One work node requires 3 IP addresses:

10.10.1.X or 10.10.2.X for private IP

10.10.0.X or 10.10.3.X for IDRAC cards

192.41.230.X or 192.41.231.X for public IP

We normally use the same X in the above IP addresses to keep the consistency.

All the 10.10.[0-3].X belong to vlan 4010

All the 192.41.[230-231].X belong to vlan 4001

DNS

Local DNS

Local DNS is added from CFEngine, then dns server(dns.aglt2.org) gets the update from cfengine

add to /masterfiles/stash/dns/named/0.10.10.in-addr.arpa.domain

209 PTR rac-c6-1-24-1.local.

add to /masterfiles/stash/dns/named/1.10.10.in-addr.arpa.domain

209 PTR c6-1-24-1.local.

add to /masterfiles/stash/dns/named/local.domain

c6-1-24-1 A 10.10.1.209

rac-c6-1-24-1 A 10.10.0.209

Public DNS

Public DNS is requested from Merit (need to register to membership and be authorized)

https://web.merit.edu/portal/login.epl

CFEngine updates

Add the name pattern of the new work nodes to /masterfiles/inputs/promises.cf

"UMT2WN"

comment => "UM Tier2 worker nodes",

or => {

"um_dc",

….

classmatch("c6_1_.*"),

...

};

"WN_56Core_10G"

comment => "The new C6420-class machines with 10Gb NICs",

or => {

classmatch("c6_1_.*"),

classmatch("c6_2_.*"),

….

};

System Setup Configuration

Notes:

In order to do the system setup, the machine has to be connected to KVM.
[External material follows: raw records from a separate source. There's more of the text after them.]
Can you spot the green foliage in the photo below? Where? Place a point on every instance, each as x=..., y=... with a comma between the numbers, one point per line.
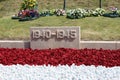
x=29, y=4
x=76, y=13
x=81, y=13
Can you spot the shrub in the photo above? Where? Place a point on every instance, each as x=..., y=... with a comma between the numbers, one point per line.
x=76, y=13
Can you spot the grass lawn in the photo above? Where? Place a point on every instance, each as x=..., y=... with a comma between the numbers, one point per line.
x=92, y=28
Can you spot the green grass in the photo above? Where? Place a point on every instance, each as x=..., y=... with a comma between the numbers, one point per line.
x=92, y=28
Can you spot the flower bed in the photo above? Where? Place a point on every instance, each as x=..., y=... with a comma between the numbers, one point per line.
x=59, y=64
x=61, y=56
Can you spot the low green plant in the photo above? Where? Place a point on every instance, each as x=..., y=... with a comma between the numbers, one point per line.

The idrac/em1 mac address is available from the tag in the end of the machine, but the mac address for p3p1/2 can only be got from the “Device Settings”

The C6420 has idrac and em1 sharing the same physical interface(one RJ45 interface), but having 2 different mac addresses.

Press F2 to enter system setup

Settings include :

  1. BIOS Boot Settings
  2. IDRAC Settings (configure IP for IDRAC card)
  3. Device Settings RAID (configure virtual disk )

1) System BIOS->Boot Settings

Boot Mode: BIOS

Boot Sequence Retry: Disabled

Hard-Disk Failover: Disabled

Note: It is important to set Boot Model to BIOS, otherwise, the DHCP does not work!

2) IDRA Settings->Network

Register DRAC on DNS: Disabled

DNS DRAC name: rac-c6-3-11-4

Autoconfig Domain Name: Disabled

IP V4 Settings:

Enable DPHC: Disabled

Input IP/gateway/Subnet Mask/DNS

IPMI SETTINGS:

Enable IPMI Over LAN: Enabled

VLAN SETTINGS:

Enable VLAN ID: Disabled

3) Device Settings->Raid Controller

Configuration Management-> Convert to Raid Compatible

Select both physical disks, and confirm, then return to the Configuration Management Page

Configuration Management->Create Virtual Disk

Select Raid Level: RAID0

Select Physical Disk: Enter to select both pdisks, and click “Apply Changes”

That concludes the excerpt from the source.